New Delhi: As the government considers a plan to raise the retirement age of judges in the higher judiciary, News18 tries to explain some of the basic questions which may pop into one's mind regarding the new bill.
How Did the Present Retirement Age Come into Being?
Through a constitutional amendment. Section 4 of the Constitution (Fifteenth Amendment) Act, 1963, amended the retirement age of a high court judge from the earlier 60 years to 62 years.
As of now, Article 217 of the Constitution reads as:
Article 217. Appointment and conditions of the office of a Judge of a High Court,
1. Every Judge of a High Court shall be appointed by the President by warrant under his hand and seal after consultation with the Chief Justice of India, ......... and in any other case, until he attains the age of sixty two years.
For SC judge: Article 124 (2): Every Judge of the Supreme Court shall be appointed by the President by warrant under his hand and seal after consultation with such of the Judges of the Supreme Court and of the High Courts in the States as the President may deem necessary for the purpose and shall hold office until he attains the age of sixty-five years.
Any Earlier Bill on Retirement Age of Judges?
Yes. A bill was brought by the previous UPA government in 2010 to increase the retirement age of high court judges from 62 to 65 years, but lapsed after the dissolution of the 15th Lok Sabha in 2014.
The Constitution (114th Amendment) Bill, 2010, which provided for increasing the retirement age of high court judges from 62 to 65 years, was introduced in the Lok Sabha on July 25. But it could not be taken up for consideration and passage, and it lapsed.

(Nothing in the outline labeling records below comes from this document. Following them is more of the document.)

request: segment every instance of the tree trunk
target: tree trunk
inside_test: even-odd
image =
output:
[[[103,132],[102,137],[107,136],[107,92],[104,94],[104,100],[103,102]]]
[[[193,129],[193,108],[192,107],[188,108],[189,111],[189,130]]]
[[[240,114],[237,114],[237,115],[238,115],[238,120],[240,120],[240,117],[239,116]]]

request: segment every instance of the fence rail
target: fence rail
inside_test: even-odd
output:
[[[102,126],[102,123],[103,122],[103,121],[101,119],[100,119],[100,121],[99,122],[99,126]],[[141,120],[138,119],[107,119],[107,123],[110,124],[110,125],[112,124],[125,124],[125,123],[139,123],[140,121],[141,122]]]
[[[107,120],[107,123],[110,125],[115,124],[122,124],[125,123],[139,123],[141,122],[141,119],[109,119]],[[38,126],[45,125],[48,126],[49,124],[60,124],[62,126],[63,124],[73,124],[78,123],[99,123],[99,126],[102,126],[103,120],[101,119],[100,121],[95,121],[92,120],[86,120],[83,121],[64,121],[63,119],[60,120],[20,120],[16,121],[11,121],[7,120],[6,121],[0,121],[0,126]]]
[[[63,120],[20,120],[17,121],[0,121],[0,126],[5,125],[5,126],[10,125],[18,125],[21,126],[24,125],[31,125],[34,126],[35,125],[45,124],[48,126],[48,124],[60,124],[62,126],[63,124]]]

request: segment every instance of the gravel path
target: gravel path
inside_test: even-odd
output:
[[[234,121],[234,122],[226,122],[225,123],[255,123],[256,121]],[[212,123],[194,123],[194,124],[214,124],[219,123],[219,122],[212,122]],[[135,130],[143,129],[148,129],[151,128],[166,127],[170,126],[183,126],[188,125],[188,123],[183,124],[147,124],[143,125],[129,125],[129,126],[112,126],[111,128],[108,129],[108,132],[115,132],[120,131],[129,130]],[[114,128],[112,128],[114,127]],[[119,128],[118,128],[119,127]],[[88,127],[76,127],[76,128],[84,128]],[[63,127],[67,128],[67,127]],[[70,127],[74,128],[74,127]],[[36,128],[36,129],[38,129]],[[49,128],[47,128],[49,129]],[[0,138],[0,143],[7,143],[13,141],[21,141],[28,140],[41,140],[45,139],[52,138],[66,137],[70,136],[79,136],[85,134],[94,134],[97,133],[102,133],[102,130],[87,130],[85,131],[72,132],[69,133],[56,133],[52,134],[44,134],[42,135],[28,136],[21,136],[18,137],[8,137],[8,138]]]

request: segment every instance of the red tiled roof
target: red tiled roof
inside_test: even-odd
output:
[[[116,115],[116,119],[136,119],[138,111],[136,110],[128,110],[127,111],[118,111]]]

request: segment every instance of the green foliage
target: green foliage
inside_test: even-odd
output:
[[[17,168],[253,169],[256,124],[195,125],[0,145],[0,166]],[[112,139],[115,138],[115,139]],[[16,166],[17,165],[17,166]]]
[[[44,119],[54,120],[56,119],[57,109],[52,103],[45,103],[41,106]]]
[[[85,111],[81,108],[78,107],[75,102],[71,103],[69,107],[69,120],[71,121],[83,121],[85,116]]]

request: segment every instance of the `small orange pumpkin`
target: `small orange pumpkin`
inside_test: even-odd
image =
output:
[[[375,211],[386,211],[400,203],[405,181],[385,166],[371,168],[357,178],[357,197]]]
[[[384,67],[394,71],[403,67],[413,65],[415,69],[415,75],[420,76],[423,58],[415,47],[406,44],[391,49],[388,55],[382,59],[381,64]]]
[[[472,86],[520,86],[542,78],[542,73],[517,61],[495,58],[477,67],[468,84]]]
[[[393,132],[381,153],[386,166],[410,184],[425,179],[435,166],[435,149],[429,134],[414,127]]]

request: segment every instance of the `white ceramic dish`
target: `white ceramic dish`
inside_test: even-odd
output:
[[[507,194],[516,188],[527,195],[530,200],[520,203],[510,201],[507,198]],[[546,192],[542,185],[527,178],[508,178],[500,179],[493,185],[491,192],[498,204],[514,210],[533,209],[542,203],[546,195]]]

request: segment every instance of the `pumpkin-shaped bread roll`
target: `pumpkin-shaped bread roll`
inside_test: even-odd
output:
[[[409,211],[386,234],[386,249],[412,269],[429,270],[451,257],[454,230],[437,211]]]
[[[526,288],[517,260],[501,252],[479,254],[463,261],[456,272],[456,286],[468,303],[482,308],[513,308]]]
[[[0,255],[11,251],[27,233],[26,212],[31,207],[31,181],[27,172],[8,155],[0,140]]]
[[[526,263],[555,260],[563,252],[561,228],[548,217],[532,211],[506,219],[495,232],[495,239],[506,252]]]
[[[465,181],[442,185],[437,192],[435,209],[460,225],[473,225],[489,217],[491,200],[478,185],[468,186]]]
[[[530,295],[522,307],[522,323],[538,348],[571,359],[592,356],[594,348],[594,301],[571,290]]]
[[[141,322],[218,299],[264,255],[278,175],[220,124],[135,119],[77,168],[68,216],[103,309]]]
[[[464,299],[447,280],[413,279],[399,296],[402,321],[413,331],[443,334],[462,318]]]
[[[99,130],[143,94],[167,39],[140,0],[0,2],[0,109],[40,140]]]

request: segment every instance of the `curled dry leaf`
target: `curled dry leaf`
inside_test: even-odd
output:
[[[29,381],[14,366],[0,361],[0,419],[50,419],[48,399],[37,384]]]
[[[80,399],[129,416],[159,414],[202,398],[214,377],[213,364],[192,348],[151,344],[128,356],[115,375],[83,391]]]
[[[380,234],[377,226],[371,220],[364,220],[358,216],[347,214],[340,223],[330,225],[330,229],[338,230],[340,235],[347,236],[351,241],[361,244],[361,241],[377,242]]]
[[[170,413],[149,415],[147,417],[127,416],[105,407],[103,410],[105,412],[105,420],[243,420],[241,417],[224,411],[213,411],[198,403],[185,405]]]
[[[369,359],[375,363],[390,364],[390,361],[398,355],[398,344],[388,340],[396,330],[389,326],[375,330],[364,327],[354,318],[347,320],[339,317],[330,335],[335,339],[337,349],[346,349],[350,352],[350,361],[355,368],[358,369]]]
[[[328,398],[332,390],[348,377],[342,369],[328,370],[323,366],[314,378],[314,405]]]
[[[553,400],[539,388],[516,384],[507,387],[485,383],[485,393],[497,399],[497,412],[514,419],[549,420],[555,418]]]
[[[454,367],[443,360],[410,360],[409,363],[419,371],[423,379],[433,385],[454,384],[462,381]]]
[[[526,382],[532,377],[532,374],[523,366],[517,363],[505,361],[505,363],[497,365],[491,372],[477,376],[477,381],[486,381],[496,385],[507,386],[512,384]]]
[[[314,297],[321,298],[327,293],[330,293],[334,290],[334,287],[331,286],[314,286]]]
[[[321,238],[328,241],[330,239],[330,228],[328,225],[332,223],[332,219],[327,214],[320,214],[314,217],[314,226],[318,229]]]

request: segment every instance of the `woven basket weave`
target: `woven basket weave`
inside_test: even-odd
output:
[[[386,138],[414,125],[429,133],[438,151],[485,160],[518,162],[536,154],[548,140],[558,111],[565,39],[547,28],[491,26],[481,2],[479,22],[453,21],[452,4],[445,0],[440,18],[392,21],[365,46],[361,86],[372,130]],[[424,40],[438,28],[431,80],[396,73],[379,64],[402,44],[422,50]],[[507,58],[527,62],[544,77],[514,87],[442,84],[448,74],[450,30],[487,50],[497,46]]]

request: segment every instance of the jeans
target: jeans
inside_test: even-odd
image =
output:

What is the Position of the Government Now?
On March 9 this year, responding to a question in the Rajya Sabha on whether any proposal for extension of retirement age of high court judges was under consideration by the government, Minister of State for Law P P Chaudhary had said that no such proposal was under consideration.
Can Government Initiate Such a Process Without Drafting a Bill or Passing an Ordinance?
No. A bill needs to be tabled like the 2010 one. If not passed, then an ordinance might help. But a constitutional amendment is necessary. Ordinance can overrule this, but cannot for long as SC itself terms it as a fraud on the Constitution.
Has There Been Any Recommendations from Any Parliamentary Panel on This Issue?
In March this year, the parliamentary standing committee on law and personnel said that to reduce the pendency of cases, the existing vacancies for judges need to be filled up immediately. It said the vacancies arising in the future should be filled up "strictly" as per guidelines laid down by the apex court in a 1993 judgement. It recommended that the retirement age of SC judges be raised to 67 years from the present 65 and that of HC judges to 65 from the present 62.